Criar uma crônica sobre o envelhecimento não é tarefa auspiciosa quando o mundo nos bombardeia informando que a fonte da juventude existe. Seu alvo preferido, as mulheres que, secularmente, são as que menos o aceitam.Refiro-me ao envelhecimento. Não a terceira idade. Aos idosos rotulados aos 60 como tal.O envelhecimento só tem como paralelo a juventude e entre as duas realidades não há como construir o eternamente jovem ou o eternamente envelhecido. O tempo de ser jovem e o tempo de envelhecer tem o Tempo como ponte e um final quando a ponte acaba.
Tive o primeiro contato com o envelhecimento ou, o Tempo, quando escolhi, do meu armário, um cinto para combinar com a roupa.
Perplexa, percebi que a cintura mudara de lugar. Ela subira e estava mais próxima do seio. Não dei atenção ao fato afinal, eu só tinha 40 anos.
Um dia, passado uns anos, jantando com meus filhos, um deles chamou a minha atenção avisando que havia uma salsinha presa na raiz do dente. Era a gengiva que mudara de lugar ela também pensei. Mais atenta às mudanças físicas imperceptíveis, a partir daquela chamada passei a sorrir menos durante um jantar, sempre preocupada com a salsinha que pudesse revelar o passar do meu tempo.
Tempos depois das revelações das mudanças, ao tentar fazer com que as pontas dos dedos alcançassem o dedão do pé, exercício para fazer a cintura voltar ao seu lugar, as bochechas – que eu não sabia ter – vibravam e pareciam pender em direção aos pés. Era a lei da gravidade em funcionamento.
Passou mais um tempo e o fio de colar de pérolas usado rente ao pescoço ficou justo quase na mesma hora em que os sapatos começaram a apertar. Eram sinais captados, mas por não ter ideia de como se fica velha, anotei apenas a passagem dos 50 para os 60 anos. Tinha tanta coisa para viver ainda!
O primeiro sintoma de verdade que indicou que algo estava sucedendo comigo foi ao perceber que aguardava o exame de sangue com a mesma intensidade que aguardei o resultado do vestibular.

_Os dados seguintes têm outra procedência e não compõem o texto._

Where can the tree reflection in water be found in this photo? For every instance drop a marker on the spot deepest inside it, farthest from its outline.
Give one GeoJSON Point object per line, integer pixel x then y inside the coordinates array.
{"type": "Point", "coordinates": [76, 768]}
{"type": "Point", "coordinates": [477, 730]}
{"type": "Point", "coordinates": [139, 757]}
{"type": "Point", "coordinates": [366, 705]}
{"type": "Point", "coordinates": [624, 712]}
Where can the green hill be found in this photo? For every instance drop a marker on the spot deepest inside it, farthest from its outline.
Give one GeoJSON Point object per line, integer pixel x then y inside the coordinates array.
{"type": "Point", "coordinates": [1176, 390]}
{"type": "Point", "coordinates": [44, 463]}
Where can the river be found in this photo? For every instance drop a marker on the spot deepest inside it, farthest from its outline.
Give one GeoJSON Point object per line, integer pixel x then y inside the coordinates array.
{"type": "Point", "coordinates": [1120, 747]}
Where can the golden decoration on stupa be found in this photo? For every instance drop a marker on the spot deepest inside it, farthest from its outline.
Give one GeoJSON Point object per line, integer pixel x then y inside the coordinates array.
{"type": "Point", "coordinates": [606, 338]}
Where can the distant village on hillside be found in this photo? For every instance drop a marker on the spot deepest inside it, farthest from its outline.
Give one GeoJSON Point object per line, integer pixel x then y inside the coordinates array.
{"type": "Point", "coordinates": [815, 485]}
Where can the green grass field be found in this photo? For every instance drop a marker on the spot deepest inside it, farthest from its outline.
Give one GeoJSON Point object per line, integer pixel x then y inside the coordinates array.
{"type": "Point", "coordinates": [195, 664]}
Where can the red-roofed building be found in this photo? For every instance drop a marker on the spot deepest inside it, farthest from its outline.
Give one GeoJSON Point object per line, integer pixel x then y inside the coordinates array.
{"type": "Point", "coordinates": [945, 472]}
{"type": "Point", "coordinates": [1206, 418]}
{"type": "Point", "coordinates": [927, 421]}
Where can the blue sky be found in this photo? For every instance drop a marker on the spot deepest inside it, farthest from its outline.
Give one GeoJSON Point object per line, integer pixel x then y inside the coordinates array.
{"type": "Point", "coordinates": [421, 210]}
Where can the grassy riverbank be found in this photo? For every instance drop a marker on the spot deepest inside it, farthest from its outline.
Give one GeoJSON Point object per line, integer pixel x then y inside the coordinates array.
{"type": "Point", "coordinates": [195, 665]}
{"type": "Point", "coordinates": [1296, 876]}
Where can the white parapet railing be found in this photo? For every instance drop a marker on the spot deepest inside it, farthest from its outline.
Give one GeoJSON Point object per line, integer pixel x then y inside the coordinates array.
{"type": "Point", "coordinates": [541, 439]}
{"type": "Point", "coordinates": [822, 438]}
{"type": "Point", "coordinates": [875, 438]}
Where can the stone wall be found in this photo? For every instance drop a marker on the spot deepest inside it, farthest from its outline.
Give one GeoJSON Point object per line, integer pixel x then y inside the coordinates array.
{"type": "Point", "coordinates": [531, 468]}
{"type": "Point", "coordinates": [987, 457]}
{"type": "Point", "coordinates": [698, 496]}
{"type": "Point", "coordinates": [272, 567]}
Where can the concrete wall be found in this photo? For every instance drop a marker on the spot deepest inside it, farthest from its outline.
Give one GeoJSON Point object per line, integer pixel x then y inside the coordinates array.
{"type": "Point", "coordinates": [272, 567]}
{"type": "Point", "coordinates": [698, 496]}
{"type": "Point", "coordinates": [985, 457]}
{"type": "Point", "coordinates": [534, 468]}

-Seu colesterol está muito alto!
-Como assim? Colesterol, alto?
-A senhora não sente dor na nuca?
-Na nuca? Pode ser, de vez em quando!
A senhora tem pressão alta! Vai ter que tomar remédio para baixar o colesterol e a pressão para o resto da vida.
A senhora não sente falta de vitalidade?
-Cansaço? Como assim?
-Durante o dia?
-Por quê?
-Porque a sua tiroide está funcionando devagar.
Vai ter que tomar um remédio para o resto da sua vida.
A partir daquele momento entendi que chegara a hora de me apresentar ao Tempo.
Ah como é bom quando a gente conhece o paramos de brigar com ele. Descobri que não é um monstro que está me consumindo mas um amigo que me ajuda a escolher o que é importante fazer com ele, como ler suas crônicas e poemas sem a correria do dia a dia. Porque agora que eu e o meu amigo Tempo compartilhamos juntos tudo o que é bom…
Parabéns Bettina!
Obrigada Salomé,
Nao há porque brigar com o mestre do universo, o Tempo. Brigamos porque tememos a finitude, unica verdade inexorável com a qual entramos em contato na medida que nos vemos envelhecer. Ninguem quer
saber da morte. Temos medo do tempo que perdemos e quenao se volta atrás. Nao nos aceitamos por nos ter enganado e tanta dificuldade para enxergar o bem que já, porventura, fizemos. Creio que estes são os temas que devem nos acompanhar enquanto crescem os cabelos brancos. Compreender que ser feliz nao quer dizer que nao se sabe da vida. Só se sabe dela com a dor e o sofrimento para todos iguais. É possivel ser feliz! Eu sou ao ter um amigo como voce! obrigada por me ler.